The reunion passed by in a blur of open-hearted, Cabernet-fueled
conversation. Most of her former classmates — financial wizards,
psychotherapists, writers, lawyers, environmentalists, an op-ed editor
of a national newspaper, an opera singer and a dress designer — seemed
to be doing what they wanted to do.
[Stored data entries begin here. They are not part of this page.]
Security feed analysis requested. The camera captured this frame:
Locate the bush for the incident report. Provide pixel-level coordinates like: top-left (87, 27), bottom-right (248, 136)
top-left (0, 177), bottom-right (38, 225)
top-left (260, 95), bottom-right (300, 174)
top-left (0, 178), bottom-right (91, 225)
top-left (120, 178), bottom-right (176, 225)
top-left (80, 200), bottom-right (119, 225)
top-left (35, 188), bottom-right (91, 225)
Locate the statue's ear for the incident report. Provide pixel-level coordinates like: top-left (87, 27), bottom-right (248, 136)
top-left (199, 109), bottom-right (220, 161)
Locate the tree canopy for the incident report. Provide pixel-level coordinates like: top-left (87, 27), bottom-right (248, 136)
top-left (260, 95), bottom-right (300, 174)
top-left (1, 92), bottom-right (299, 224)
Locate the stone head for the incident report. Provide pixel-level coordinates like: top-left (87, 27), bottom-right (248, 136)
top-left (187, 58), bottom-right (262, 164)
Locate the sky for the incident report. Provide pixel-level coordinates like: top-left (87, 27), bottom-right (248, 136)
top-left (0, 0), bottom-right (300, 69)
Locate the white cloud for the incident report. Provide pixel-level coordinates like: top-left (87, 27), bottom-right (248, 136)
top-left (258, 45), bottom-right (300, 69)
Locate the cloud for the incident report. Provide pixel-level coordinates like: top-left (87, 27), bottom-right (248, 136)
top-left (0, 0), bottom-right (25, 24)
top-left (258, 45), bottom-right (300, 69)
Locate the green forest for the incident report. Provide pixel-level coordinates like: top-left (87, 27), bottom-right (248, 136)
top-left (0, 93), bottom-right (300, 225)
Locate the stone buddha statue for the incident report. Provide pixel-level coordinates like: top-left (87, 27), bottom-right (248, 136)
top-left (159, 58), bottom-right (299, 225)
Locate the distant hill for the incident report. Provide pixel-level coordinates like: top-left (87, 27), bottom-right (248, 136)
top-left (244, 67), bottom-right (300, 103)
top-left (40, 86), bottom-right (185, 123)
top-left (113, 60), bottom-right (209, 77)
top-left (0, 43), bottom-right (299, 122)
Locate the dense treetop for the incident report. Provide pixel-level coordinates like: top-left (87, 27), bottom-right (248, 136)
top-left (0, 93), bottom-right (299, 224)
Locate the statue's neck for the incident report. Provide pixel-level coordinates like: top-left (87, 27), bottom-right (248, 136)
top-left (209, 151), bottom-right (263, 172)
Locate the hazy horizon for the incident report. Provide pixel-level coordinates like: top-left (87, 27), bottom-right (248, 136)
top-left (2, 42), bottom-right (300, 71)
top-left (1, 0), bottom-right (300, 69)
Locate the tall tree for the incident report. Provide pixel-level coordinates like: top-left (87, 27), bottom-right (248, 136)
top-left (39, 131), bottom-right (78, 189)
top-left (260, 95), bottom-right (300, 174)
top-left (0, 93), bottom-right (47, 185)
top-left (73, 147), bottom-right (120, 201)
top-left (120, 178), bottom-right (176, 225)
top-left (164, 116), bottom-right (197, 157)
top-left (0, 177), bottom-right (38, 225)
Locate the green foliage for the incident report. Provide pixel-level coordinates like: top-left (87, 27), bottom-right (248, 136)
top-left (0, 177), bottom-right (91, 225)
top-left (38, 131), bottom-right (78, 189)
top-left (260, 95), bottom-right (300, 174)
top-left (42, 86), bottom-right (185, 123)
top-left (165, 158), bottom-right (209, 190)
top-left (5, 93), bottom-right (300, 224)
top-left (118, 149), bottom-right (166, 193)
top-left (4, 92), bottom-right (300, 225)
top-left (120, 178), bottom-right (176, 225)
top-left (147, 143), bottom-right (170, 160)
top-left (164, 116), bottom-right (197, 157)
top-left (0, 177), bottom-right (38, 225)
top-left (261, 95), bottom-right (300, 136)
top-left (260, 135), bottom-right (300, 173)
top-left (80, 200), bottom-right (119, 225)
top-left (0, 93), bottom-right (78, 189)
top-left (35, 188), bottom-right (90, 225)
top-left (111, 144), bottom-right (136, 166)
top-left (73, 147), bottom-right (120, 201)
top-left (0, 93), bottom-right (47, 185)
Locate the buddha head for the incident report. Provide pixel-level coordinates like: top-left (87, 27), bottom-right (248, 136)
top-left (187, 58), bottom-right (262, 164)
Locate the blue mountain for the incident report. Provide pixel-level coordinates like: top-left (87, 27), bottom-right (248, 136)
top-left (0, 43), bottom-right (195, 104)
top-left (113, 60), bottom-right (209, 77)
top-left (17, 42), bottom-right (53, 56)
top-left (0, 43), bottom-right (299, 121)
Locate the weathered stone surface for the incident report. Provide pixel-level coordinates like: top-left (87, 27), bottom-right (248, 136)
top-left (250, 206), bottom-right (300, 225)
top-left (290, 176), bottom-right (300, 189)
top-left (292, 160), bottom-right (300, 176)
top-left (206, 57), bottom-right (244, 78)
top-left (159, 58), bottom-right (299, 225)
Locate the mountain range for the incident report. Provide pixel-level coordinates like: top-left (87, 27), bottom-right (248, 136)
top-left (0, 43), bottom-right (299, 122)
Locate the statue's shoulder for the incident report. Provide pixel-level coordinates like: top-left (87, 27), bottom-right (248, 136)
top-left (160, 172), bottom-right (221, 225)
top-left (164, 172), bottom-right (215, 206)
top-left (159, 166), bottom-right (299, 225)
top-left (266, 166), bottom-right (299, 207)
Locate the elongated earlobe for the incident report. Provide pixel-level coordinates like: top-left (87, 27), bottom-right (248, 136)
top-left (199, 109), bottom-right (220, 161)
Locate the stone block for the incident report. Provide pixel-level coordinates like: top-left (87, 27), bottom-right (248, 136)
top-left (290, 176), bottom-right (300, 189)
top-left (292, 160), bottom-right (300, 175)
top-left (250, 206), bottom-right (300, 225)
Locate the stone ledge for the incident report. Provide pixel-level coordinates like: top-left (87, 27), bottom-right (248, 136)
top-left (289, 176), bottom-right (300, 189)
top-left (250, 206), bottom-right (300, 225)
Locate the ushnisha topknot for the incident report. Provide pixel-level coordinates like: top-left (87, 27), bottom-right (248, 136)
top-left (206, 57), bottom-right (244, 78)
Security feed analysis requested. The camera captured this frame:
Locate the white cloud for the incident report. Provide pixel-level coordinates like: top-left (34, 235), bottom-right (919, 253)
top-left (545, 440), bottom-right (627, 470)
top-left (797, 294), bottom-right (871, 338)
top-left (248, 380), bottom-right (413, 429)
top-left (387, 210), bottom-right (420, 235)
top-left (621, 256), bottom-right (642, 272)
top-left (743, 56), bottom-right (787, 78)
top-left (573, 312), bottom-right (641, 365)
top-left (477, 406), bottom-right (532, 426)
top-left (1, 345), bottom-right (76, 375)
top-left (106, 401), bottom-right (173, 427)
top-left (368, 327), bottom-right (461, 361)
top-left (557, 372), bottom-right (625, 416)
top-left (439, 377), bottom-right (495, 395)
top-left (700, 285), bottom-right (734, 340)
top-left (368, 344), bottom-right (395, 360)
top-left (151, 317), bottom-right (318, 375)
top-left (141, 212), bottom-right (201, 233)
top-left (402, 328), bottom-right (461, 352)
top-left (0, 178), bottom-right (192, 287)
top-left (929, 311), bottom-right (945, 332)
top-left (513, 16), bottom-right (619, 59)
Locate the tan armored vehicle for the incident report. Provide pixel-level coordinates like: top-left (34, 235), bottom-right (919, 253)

Everyone looked great (even if the
men had lost most of their hair) and were as idealistic as ever —
products of a school that taught them to question authority and make a
difference in the world.
Smartmom was moved to tears (and skunk eyes from smudged eyeliner)
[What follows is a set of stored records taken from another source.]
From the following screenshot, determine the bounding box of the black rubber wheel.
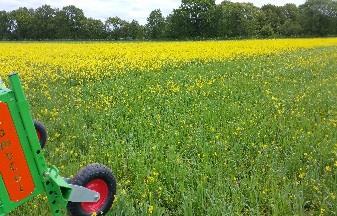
[34,120,47,148]
[67,163,117,216]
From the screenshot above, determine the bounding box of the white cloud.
[0,0,306,24]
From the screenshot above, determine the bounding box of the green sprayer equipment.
[0,73,116,216]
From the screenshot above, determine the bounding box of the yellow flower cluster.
[0,38,337,82]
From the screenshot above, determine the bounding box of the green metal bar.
[8,73,46,176]
[0,92,43,215]
[0,89,40,215]
[8,73,71,216]
[0,73,74,215]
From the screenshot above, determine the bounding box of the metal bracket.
[68,184,100,203]
[44,166,72,215]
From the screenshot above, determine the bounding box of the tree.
[180,0,216,38]
[261,4,285,36]
[279,4,303,36]
[146,9,166,39]
[105,16,128,40]
[81,18,105,39]
[166,8,192,39]
[9,7,35,39]
[0,11,11,39]
[125,20,144,40]
[215,1,235,38]
[0,1,337,40]
[31,5,57,39]
[300,0,337,36]
[235,3,261,37]
[259,23,274,37]
[216,1,260,38]
[56,5,86,39]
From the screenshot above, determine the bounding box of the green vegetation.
[0,0,337,40]
[9,46,337,215]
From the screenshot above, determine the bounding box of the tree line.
[0,0,336,40]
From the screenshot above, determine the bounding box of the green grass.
[11,47,337,215]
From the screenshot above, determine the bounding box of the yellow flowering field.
[1,38,337,82]
[2,38,337,215]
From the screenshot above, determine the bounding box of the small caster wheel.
[67,163,117,216]
[34,120,47,148]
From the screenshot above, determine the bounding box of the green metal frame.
[0,73,72,216]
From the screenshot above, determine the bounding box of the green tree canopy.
[0,0,336,40]
[146,9,166,39]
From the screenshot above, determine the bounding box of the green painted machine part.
[0,73,116,216]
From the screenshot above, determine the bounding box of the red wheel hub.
[81,179,109,213]
[36,130,42,140]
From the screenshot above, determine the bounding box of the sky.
[0,0,306,24]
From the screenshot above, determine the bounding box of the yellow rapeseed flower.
[1,38,337,82]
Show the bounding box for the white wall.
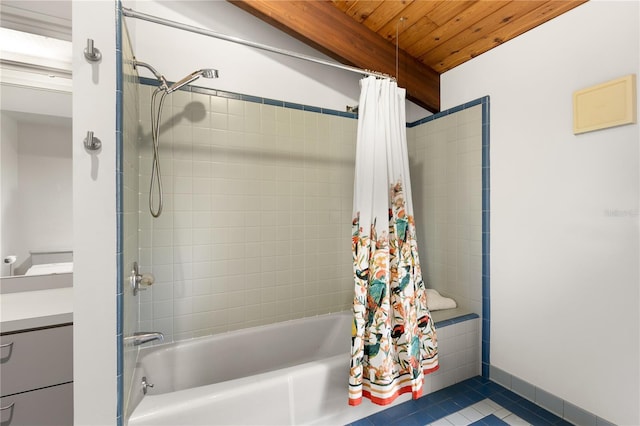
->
[1,86,72,119]
[16,120,72,262]
[441,2,639,424]
[0,113,19,276]
[0,114,71,275]
[122,0,430,122]
[72,1,118,424]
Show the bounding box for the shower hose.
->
[149,88,168,218]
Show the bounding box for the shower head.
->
[133,58,169,91]
[166,68,219,94]
[202,69,219,79]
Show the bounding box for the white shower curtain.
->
[349,76,438,406]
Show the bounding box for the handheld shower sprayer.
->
[167,69,219,93]
[133,58,218,94]
[133,58,219,218]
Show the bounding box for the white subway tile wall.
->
[121,24,140,419]
[407,106,483,315]
[138,86,356,341]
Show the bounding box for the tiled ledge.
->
[433,309,479,328]
[429,314,481,396]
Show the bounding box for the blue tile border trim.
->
[434,313,479,329]
[138,77,498,126]
[115,2,124,426]
[406,97,485,128]
[139,77,359,119]
[138,79,492,135]
[479,97,491,378]
[407,96,491,376]
[489,366,615,426]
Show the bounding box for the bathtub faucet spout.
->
[124,332,164,346]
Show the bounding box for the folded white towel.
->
[25,262,73,276]
[426,288,457,311]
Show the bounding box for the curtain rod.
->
[121,7,393,81]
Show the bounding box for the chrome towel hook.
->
[84,38,102,62]
[84,131,102,151]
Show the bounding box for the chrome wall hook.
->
[84,38,102,62]
[84,131,102,151]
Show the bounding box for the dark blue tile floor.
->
[346,376,573,426]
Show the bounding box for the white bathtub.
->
[128,311,402,425]
[127,310,479,425]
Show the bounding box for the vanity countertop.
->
[0,287,73,333]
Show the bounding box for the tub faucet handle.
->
[141,376,154,395]
[131,261,155,296]
[139,272,155,287]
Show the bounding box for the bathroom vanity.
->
[0,273,73,425]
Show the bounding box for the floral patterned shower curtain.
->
[349,76,438,407]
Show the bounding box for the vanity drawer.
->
[0,325,73,397]
[0,382,73,426]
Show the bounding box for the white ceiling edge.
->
[0,27,73,70]
[0,2,71,41]
[1,65,71,90]
[0,1,72,121]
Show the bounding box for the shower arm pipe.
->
[122,7,393,81]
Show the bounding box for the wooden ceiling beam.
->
[229,0,441,112]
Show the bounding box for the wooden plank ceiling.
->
[230,0,587,112]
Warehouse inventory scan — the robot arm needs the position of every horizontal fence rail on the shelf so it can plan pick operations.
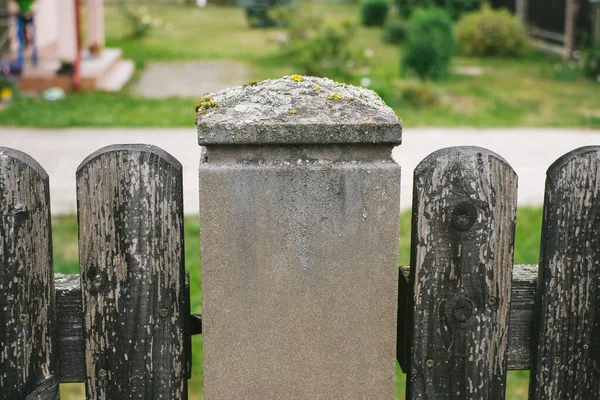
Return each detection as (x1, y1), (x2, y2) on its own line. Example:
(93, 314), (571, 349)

when Opera Singer (the aforementioned blond best friend) sang “Our Love
is Here to Say." She even got flirtatious with some of the boys she had
liked back then.
Later, in the cab back to Brooklyn, Smartmom thought about how much
had gone on since graduation: there was college, a career, Smartmom and
Hepcat’s trip cross-country in a 1963 Ford Galaxy; their wedding on a
rainy day in July; the birth of Teen Spirit and the Oh So Feisty One in
a Manhattan hospital.
Back in 1976, you could get a brownstone on Garfield Place for less
than $20,000. It was before the AIDS crisis, the fall of the Berlin
Wall, Bill Clinton, Bill Gates, Bush 1, Bush 2, cellphones, compact
discs, Jimmy Carter, the Intifada (1 and 2), the iPod, the L.A. riots,
SUVs and Tiananmen Square.
Obviously, Smartmom knew she could never return to her 17–year-old
self in the same way that the world can never go back to the way it
used to be.
And then she understood: a high-school reunion is supposed to be a time to honor who you were then and respect who you are now.
And if Smartmom looked 30 years older that was OK. Everyone else did, too.
Carla, try registering at classmates.com.
I graduated from Walden in 1988. That weird little school was something special. I would love to find out about class reunions.
As a sophomore in 1976 I thought your class was truly awesome, and it’s nice to read that so many of you turned out so well. It has taken a long time for me to appreciate how privileged we all were to attend that weird little school on West 88th Street. Thank you for posting this story to your blog.